Researchers at Columbia University College of Dental Medicine (CDM) have identified 41 master regulator genes that may be responsible for the development of periodontal disease.

Periodontal disease has had many mentions in the news recently due to its links to other, more chronic diseases like heart disease and Alzheimer’s. Now, researchers at Columbia University College of Dental Medicine (CDM) have identified 41 master regulator genes that may be responsible for the development of this common dental problem.

The study at CDM was the first of its kind. Dental researchers used genome-wide reverse engineering to identify specific genetic pathways that lead to periodontitis. In genetic studies up until this point, scientists have only been able to identify genes that are commonly expressed in either healthy or diseased tissue. However, such studies can’t pinpoint a causal relationship between genes and the disease being studied. Further, many genes that affect large numbers of pathways in the development of the disease are often missed.

The dental researchers were able to use an algorithm previously used for the reconstruction of accurate cellular networks to analyze large gene expression profile data sets. The data sets were obtained from healthy individuals and patients that already had a diagnosis of periodontitis. The researchers specifically focused on RNA from tissue samples referenced in the data sets.

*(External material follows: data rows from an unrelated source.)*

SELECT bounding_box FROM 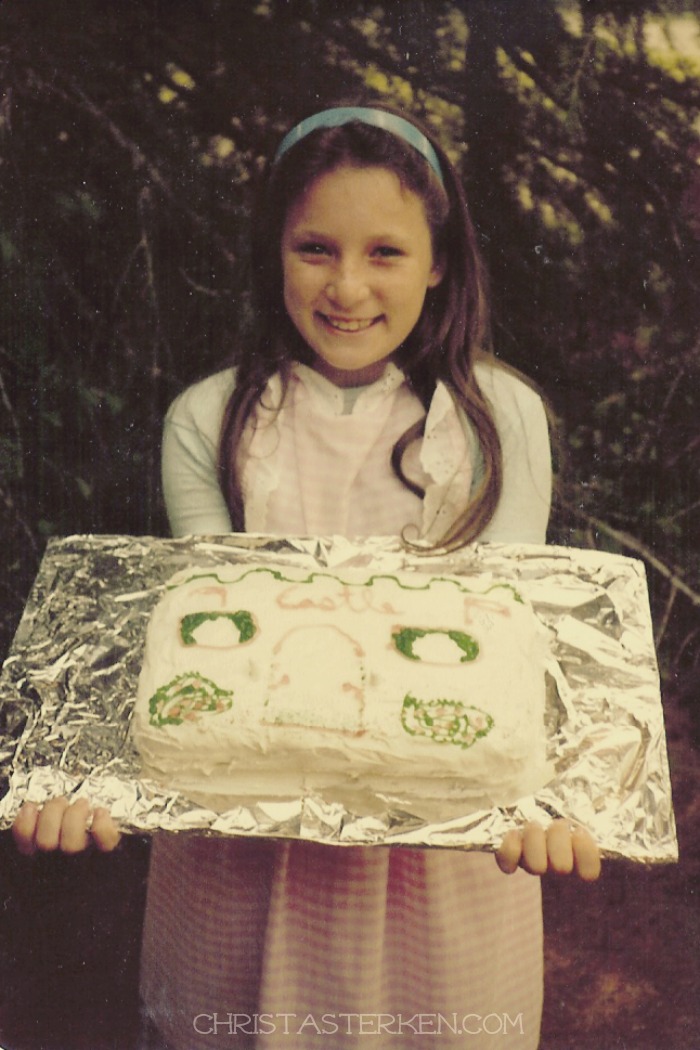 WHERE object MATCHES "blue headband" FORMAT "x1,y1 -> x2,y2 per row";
275,106 -> 444,183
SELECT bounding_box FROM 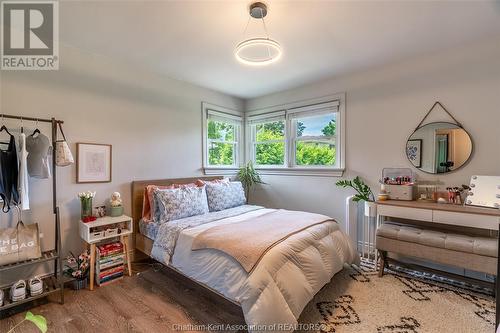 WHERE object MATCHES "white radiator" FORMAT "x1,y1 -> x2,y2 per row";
345,195 -> 377,260
345,195 -> 358,249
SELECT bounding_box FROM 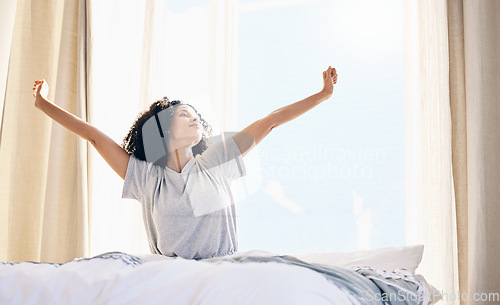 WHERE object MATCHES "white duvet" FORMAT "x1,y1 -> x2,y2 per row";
0,254 -> 364,305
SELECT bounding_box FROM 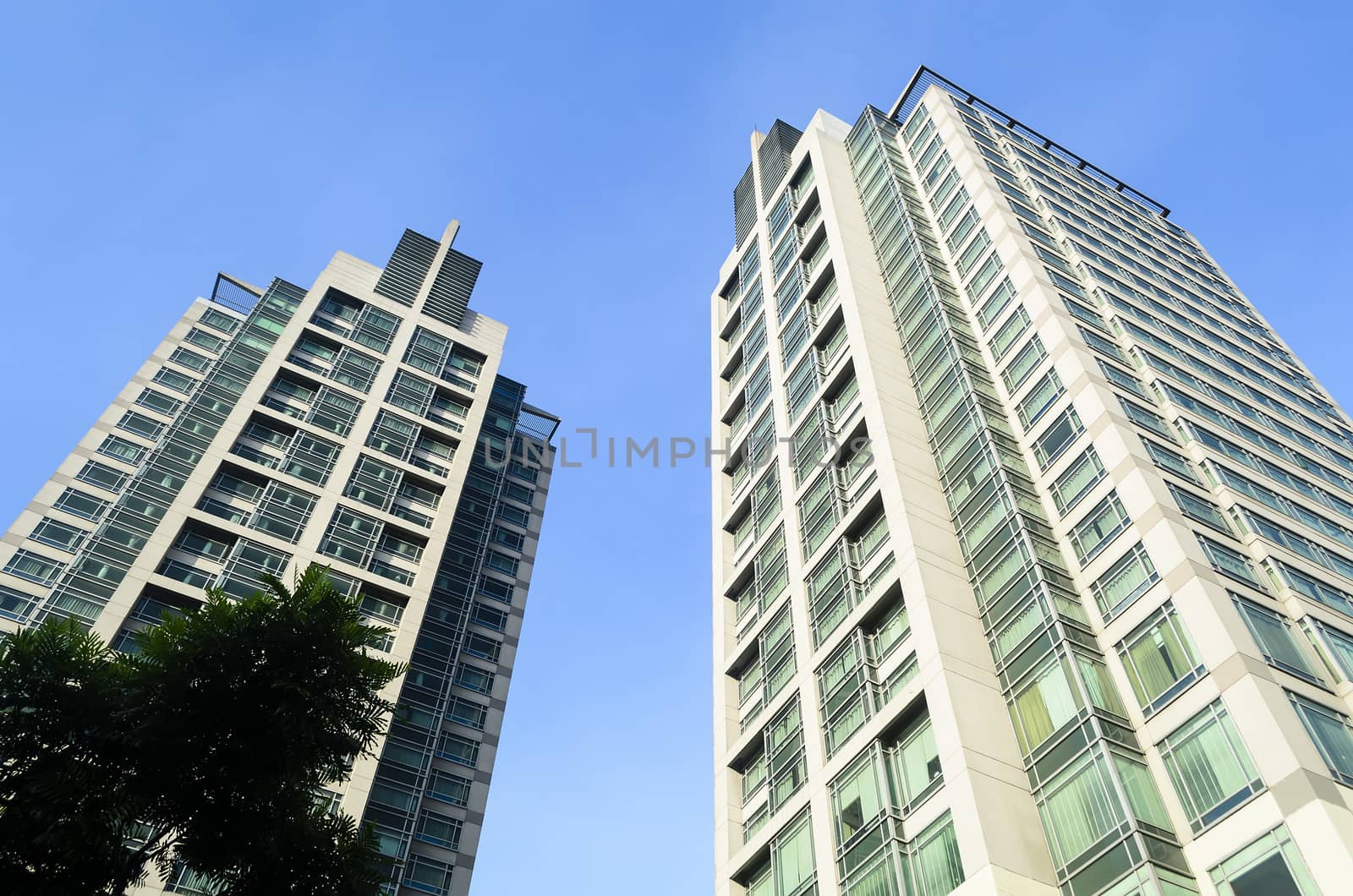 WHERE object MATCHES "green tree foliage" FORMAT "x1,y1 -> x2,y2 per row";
0,565 -> 401,896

Analysis of the data sets identified the 41 master regulator genes, which all activated or were a part of pathways regulating immune response signaling processes. These findings confirmed laboratory and clinical observations of the development of periodontal disease.

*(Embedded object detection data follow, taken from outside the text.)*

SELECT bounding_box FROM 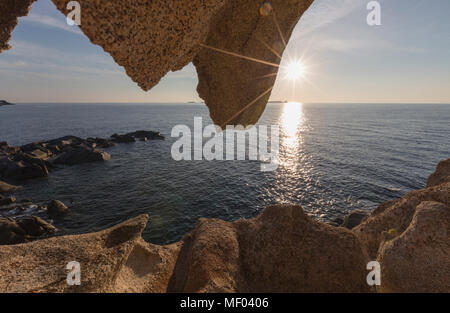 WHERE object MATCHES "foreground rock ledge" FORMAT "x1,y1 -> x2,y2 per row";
0,206 -> 368,292
0,159 -> 450,292
0,0 -> 313,126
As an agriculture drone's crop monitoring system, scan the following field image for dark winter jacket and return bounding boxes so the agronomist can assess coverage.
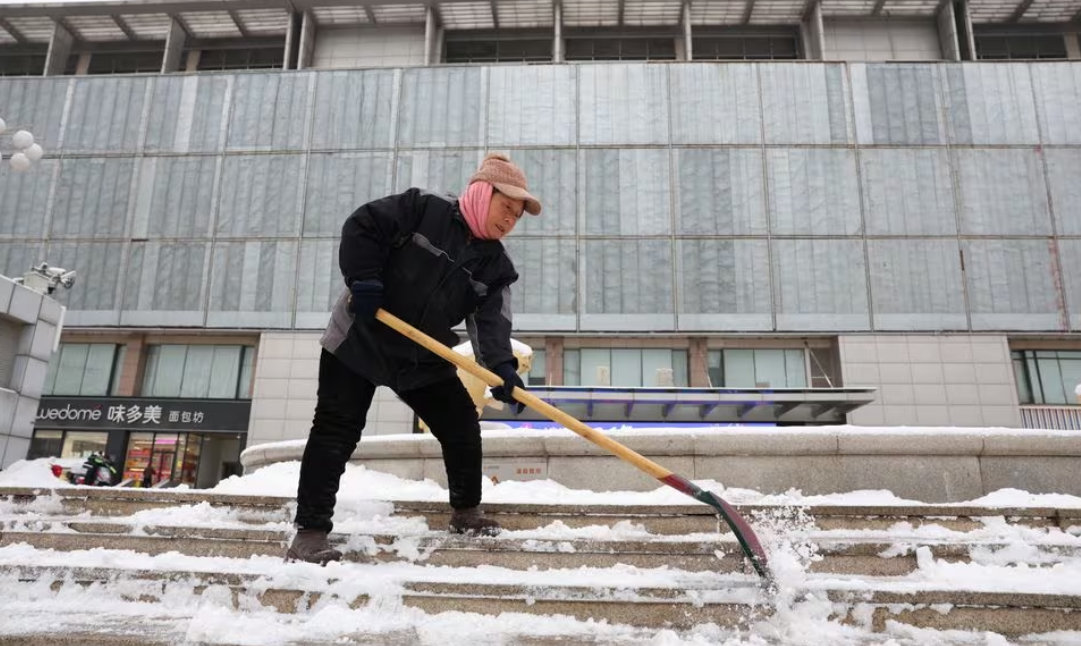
[321,188,518,391]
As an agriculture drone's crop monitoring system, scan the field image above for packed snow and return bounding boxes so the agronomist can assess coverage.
[6,429,1081,646]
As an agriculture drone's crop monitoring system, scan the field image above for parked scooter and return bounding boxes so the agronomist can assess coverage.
[68,453,120,487]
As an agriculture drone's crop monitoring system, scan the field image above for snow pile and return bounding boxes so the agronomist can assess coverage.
[0,458,75,488]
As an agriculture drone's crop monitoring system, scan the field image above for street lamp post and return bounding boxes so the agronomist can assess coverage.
[0,117,45,173]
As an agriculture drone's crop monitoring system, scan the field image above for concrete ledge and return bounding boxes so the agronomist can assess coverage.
[241,427,1081,503]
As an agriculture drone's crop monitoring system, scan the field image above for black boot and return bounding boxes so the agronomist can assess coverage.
[285,529,342,565]
[450,507,503,536]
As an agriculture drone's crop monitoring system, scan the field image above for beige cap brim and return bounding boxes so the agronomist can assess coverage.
[492,184,541,215]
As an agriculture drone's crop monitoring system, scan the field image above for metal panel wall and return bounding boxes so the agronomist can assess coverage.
[578,65,668,145]
[676,239,773,331]
[673,148,769,235]
[132,157,222,239]
[868,240,969,329]
[852,64,946,146]
[669,65,762,145]
[953,149,1051,235]
[859,148,957,235]
[0,159,59,237]
[962,239,1059,329]
[146,75,235,152]
[0,62,1081,333]
[61,77,150,153]
[488,65,578,147]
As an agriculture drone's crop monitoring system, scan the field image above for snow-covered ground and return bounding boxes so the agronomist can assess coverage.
[6,438,1081,646]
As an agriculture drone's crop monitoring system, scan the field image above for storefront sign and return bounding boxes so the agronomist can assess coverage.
[35,398,252,431]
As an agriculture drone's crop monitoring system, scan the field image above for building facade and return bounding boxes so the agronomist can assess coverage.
[0,0,1081,481]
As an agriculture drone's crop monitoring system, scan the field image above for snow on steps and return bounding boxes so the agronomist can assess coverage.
[6,525,1081,576]
[0,488,1081,635]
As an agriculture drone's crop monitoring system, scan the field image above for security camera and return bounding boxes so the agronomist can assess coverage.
[61,269,75,290]
[19,263,76,295]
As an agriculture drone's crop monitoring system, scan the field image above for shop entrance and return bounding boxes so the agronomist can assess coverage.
[124,433,241,488]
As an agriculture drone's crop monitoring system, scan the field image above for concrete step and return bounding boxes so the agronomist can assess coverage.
[0,519,1081,576]
[6,487,1081,535]
[0,565,1081,637]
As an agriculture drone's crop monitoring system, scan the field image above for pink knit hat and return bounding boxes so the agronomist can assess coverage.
[469,152,541,215]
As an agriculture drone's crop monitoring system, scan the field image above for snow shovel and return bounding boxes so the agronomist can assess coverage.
[375,309,772,582]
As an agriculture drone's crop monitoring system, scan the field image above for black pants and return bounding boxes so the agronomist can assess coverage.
[296,349,481,531]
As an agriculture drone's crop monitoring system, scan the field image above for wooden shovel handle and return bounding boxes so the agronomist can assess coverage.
[375,309,671,480]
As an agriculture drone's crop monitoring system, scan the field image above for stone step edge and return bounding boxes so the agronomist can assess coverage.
[0,522,1081,558]
[0,487,1081,521]
[0,566,1081,611]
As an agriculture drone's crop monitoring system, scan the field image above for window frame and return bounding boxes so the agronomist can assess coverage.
[139,344,257,402]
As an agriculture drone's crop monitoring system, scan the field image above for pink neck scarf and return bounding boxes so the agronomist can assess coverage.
[458,181,494,240]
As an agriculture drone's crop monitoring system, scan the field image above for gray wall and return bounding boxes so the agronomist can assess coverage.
[0,62,1081,332]
[0,275,63,469]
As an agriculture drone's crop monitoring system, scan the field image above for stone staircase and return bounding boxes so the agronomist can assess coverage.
[0,488,1081,645]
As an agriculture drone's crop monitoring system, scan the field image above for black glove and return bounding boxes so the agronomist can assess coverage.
[492,359,525,414]
[349,278,383,319]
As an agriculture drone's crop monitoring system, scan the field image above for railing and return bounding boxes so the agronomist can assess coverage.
[1020,406,1081,431]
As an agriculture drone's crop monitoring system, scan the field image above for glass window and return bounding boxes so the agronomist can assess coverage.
[194,46,285,71]
[61,431,109,458]
[808,348,838,388]
[563,350,582,386]
[0,48,45,77]
[526,350,548,386]
[123,433,156,486]
[1011,351,1035,404]
[143,345,254,400]
[237,346,255,400]
[444,38,551,63]
[706,348,808,388]
[1012,350,1081,405]
[563,348,689,388]
[43,344,123,396]
[173,433,202,486]
[975,33,1067,60]
[86,51,164,75]
[691,32,800,60]
[26,431,64,460]
[566,36,676,60]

Panos N. Papapanou, DDS, PhD, who is a professor and Chair of Oral, Diagnostic, and Rehabilitation Sciences at CDM said in a news release that “this allows us to focus on the handful of genes that represent the most important players in the process rather than the whole transcriptome."

Since these 41 master regulator genes have been identified, it’s now up to researchers to develop and test medications and compounds that disrupt their action, thereby developing treatment options to stop periodontitis at its source. Treatment is vitally important before or in the early stages of the disease, before teeth are lost and supporting bone is also destroyed.

As Papapanou says, "Now it's important to do the downstream work of validating these master regulators in the lab before we can test these genes in experimental models."